Day 32

King Joash’s Apostasy

from the reading plan


2 Chronicles 23:1-21, 2 Chronicles 24:1-27, Psalm 2:10-12


Men of conviction inspire me. The guys that will take a stand for what is right, do what is good, and are faithful when everyone else around them is confused or cowering. Read any account of war and the soldiers involved, and you’ll quickly see the leaders of conviction rising to the top and the cowardly watching their company destroyed by the enemy. Leadership is where the flourishing or failure of many is determined. 

The decimated royal house of Judah faced such a crisis after the havoc wreaked by the queen’s mother, Athaliah. Upon learning of her son’s death, she assassinated the entire royal family, save one infant grandson who was hidden away in protection, Joash (see 2Chronicles 22:10–12). For seven years, the southern kingdom remained under Athaliah until a leader of conviction arose. 

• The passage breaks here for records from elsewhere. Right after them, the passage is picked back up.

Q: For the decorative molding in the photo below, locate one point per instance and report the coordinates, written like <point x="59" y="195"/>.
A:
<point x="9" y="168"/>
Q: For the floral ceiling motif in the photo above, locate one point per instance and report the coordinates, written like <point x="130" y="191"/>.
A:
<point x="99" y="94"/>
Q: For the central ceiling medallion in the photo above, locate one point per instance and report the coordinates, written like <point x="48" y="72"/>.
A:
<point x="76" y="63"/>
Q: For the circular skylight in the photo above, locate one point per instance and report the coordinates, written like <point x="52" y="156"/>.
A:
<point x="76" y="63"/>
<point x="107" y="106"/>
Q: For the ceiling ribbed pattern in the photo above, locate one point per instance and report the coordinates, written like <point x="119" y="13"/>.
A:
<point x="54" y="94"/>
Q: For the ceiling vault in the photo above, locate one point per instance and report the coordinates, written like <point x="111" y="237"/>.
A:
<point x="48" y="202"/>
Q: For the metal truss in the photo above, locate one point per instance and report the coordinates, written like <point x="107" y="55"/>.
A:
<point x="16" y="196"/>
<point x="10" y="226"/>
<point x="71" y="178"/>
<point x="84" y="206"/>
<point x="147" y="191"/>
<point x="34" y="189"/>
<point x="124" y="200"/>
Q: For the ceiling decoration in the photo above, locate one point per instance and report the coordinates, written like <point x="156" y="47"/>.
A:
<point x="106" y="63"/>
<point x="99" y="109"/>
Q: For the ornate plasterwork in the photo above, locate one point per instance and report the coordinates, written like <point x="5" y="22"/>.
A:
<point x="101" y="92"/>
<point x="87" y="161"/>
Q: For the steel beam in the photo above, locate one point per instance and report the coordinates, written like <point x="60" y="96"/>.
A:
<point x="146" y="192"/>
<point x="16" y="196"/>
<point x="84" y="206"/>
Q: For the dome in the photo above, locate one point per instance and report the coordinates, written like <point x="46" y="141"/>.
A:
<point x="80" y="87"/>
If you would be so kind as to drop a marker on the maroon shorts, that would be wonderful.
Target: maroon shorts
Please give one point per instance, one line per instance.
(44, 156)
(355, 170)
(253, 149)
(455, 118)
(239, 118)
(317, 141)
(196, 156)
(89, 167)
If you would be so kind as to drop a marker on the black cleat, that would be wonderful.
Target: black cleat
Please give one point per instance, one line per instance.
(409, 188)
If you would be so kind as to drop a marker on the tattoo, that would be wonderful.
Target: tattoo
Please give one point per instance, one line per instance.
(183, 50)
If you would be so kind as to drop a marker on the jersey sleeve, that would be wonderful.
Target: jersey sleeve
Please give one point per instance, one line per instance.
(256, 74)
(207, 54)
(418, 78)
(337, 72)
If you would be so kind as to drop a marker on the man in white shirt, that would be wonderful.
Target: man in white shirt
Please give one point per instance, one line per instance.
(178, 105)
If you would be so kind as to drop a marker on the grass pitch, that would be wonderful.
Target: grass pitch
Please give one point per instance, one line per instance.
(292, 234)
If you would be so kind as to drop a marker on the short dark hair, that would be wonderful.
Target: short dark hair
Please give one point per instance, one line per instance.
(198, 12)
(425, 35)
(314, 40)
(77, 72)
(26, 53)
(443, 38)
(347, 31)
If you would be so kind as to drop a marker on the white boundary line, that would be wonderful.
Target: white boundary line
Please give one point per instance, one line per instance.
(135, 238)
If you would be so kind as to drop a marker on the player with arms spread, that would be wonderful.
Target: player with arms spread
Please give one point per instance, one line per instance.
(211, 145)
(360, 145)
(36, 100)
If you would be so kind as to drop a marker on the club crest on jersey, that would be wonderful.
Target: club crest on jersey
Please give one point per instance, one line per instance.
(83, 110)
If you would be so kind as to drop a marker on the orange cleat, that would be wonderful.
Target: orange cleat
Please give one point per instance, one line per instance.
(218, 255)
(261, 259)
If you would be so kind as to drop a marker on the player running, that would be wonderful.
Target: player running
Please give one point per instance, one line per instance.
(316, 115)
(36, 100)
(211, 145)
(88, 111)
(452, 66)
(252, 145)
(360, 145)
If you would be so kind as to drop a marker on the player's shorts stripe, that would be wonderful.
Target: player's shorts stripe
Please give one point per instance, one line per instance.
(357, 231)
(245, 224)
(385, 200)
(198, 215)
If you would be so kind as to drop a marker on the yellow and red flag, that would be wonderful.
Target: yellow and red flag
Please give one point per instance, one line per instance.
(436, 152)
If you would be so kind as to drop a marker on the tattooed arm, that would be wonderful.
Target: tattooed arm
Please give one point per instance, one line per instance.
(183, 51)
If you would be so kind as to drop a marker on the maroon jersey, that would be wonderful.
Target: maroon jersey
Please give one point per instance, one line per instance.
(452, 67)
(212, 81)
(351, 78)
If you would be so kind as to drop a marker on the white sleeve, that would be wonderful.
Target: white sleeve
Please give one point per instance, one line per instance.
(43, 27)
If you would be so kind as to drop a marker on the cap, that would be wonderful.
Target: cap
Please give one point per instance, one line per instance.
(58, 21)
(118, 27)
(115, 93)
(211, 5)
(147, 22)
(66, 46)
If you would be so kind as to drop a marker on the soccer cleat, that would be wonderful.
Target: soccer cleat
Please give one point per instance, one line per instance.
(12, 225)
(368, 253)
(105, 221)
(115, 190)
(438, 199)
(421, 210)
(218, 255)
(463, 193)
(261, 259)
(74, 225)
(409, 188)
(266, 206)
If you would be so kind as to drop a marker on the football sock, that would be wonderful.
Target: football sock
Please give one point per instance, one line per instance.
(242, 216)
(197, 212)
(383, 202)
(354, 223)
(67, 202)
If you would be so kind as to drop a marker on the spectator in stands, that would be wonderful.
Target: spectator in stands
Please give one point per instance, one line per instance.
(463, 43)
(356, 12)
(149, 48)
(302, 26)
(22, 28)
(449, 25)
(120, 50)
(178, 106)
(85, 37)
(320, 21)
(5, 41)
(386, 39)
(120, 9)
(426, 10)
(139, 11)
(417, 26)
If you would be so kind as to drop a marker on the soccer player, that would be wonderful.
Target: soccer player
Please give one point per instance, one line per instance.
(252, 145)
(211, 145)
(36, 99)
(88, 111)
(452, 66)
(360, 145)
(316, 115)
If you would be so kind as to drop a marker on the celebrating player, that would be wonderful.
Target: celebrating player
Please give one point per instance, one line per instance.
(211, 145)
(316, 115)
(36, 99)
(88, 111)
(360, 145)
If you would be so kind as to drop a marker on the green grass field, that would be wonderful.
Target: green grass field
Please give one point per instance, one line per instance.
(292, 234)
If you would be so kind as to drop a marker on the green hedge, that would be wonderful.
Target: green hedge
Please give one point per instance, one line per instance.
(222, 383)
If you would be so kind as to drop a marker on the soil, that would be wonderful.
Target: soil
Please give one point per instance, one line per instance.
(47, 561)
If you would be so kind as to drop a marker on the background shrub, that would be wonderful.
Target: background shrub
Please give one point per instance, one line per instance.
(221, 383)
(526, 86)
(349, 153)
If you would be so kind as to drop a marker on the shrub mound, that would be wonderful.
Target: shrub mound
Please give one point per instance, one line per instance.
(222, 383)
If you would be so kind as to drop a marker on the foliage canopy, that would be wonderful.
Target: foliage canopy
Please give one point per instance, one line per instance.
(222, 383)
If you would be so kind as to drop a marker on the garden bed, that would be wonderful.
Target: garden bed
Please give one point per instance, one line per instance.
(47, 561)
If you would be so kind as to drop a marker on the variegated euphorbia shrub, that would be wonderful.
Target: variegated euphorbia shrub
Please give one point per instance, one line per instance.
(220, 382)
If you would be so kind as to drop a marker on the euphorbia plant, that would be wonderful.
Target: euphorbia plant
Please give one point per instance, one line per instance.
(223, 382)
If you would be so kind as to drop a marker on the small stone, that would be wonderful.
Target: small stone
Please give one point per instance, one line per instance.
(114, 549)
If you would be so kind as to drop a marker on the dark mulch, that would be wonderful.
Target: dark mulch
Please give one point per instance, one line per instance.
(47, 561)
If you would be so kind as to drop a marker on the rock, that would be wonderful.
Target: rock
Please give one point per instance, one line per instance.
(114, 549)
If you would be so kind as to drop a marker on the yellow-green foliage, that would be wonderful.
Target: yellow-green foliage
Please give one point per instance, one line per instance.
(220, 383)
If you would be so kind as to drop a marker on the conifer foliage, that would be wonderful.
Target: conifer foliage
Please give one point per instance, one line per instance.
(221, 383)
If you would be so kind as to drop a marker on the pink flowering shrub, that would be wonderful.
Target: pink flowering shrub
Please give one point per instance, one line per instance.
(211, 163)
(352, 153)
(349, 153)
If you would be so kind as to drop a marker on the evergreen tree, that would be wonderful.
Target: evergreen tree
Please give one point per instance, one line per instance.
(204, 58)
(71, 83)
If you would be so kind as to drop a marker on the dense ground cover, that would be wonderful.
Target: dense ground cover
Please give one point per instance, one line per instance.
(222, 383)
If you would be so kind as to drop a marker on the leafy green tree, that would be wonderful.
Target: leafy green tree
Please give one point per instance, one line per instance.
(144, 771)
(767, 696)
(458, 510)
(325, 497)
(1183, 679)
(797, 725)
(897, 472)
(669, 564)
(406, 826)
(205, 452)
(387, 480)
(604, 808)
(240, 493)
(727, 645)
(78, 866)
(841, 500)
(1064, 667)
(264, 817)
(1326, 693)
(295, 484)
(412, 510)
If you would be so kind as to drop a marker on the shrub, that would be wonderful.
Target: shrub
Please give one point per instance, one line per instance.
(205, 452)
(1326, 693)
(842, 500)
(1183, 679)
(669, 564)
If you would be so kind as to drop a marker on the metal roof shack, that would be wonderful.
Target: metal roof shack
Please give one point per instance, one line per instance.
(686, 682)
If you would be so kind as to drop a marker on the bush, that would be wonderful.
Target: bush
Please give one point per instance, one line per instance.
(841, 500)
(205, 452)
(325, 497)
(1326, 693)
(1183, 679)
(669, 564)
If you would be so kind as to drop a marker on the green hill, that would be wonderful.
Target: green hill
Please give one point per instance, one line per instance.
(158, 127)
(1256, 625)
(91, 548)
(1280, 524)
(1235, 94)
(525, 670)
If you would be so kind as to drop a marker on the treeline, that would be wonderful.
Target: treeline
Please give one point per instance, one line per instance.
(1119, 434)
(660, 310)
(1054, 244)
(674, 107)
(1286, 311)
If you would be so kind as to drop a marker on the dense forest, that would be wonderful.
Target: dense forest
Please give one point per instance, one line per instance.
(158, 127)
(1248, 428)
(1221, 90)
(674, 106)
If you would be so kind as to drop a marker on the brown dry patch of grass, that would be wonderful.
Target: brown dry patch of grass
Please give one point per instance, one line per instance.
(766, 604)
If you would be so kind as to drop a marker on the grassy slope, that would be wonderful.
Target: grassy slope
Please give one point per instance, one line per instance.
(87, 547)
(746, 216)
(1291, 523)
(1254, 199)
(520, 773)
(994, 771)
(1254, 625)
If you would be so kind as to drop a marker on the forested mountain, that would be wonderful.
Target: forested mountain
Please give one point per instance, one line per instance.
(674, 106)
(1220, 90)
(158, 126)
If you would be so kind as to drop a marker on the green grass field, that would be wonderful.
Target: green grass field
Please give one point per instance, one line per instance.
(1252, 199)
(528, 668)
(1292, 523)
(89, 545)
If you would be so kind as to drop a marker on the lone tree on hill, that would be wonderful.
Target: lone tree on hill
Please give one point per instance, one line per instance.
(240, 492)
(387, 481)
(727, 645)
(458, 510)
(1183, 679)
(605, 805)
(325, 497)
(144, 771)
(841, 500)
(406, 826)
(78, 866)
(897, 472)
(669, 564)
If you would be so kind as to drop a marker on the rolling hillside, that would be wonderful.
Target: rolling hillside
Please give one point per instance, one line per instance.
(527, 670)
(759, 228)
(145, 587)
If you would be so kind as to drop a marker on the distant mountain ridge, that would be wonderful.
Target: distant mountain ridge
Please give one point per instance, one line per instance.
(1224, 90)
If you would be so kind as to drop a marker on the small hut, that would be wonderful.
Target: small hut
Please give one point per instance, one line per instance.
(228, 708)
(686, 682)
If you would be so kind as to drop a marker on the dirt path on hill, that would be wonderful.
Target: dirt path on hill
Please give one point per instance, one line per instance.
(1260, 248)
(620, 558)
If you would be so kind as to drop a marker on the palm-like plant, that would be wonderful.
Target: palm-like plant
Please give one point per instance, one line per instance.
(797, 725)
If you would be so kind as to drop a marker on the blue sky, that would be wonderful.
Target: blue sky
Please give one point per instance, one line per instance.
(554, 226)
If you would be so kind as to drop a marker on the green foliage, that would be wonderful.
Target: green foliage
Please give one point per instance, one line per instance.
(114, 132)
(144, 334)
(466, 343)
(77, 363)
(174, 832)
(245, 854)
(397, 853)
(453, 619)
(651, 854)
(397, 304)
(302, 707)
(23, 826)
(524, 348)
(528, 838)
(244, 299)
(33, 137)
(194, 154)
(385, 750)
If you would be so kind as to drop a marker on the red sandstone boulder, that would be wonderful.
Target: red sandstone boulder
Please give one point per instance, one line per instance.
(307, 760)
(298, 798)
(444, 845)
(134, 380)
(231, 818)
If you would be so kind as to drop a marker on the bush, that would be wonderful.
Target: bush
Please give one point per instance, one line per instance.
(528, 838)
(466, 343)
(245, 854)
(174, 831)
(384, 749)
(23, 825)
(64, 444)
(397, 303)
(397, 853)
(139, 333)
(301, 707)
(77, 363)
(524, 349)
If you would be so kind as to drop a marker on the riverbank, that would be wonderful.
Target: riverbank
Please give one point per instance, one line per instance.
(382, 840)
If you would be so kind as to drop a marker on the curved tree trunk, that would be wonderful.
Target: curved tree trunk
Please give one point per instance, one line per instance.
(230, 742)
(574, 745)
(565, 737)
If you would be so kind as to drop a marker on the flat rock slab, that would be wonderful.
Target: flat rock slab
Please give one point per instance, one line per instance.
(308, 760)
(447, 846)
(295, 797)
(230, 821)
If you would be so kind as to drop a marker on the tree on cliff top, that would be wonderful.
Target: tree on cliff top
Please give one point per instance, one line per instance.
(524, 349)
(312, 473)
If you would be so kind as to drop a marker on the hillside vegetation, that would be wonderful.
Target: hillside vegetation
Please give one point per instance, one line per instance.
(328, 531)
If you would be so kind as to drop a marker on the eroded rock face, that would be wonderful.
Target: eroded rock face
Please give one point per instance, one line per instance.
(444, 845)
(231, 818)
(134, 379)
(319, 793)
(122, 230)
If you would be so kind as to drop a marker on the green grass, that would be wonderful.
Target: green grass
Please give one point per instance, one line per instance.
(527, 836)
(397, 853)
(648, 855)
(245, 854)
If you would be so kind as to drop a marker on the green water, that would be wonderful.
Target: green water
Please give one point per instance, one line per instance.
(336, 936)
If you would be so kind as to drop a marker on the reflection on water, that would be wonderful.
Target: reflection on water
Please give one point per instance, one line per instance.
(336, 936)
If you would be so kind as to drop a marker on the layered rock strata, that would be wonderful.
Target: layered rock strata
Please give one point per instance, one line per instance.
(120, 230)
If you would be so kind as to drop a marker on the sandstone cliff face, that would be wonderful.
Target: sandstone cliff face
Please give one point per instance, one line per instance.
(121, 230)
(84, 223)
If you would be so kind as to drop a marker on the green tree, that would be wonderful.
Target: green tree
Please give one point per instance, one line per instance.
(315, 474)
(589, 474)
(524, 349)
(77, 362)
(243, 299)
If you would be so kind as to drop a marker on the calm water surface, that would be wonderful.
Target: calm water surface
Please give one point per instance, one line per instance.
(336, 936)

Our reading today from 2 Chronicles 23 and 24 feels as if it would be a redemption and success story. Under the leadership of the chief priest, Jehoiada, a man of conviction, the lone heir and true successor to David’s throne was saved from certain death. At the right time, Jehoiada engineered a government coup to depose Athaliah and set Joash on the throne (2Chronicles 23:1–15). Serving as a faithful priest in the house of God, he worked to reconcile the nation of Judah with the Lord again by deposing the false idols of Baal in the land and rebuilding the desecrated house of the Lord. His reforms were the stuff of heroes in the land, earning him the noble honor of being buried with the kings of Israel “because he had done what is good in Israel with respect to God and his temple” (2Chronicles 24:16). 

Yet the redemption story evaporated just as quickly with the death of Jehoiada as king Joash’s heart turned away from the Lord. Within seemingly one meeting of Joash’s council, the entire fate of the kingdom turned. “They abandoned the temple of the LORD, the God of their ancestors, and served the Asherah poles and the idols” (v.18). Leadership without conviction ensued, and Joash’s life became a waste. The noble ending that could have been his was squandered. 

During Lent, the stories of Jehoiada and Joash can help us reflect on our worship of God in our own lives. What kind of men are we becoming or aspiring to be? Will we be men of conviction, holding fast to the Word of God and honoring King Jesus? Or will we pursue our pleasures and devices, scorning God’s way for our lives, and find ourselves in the wreckage of life, rejecting God’s grace?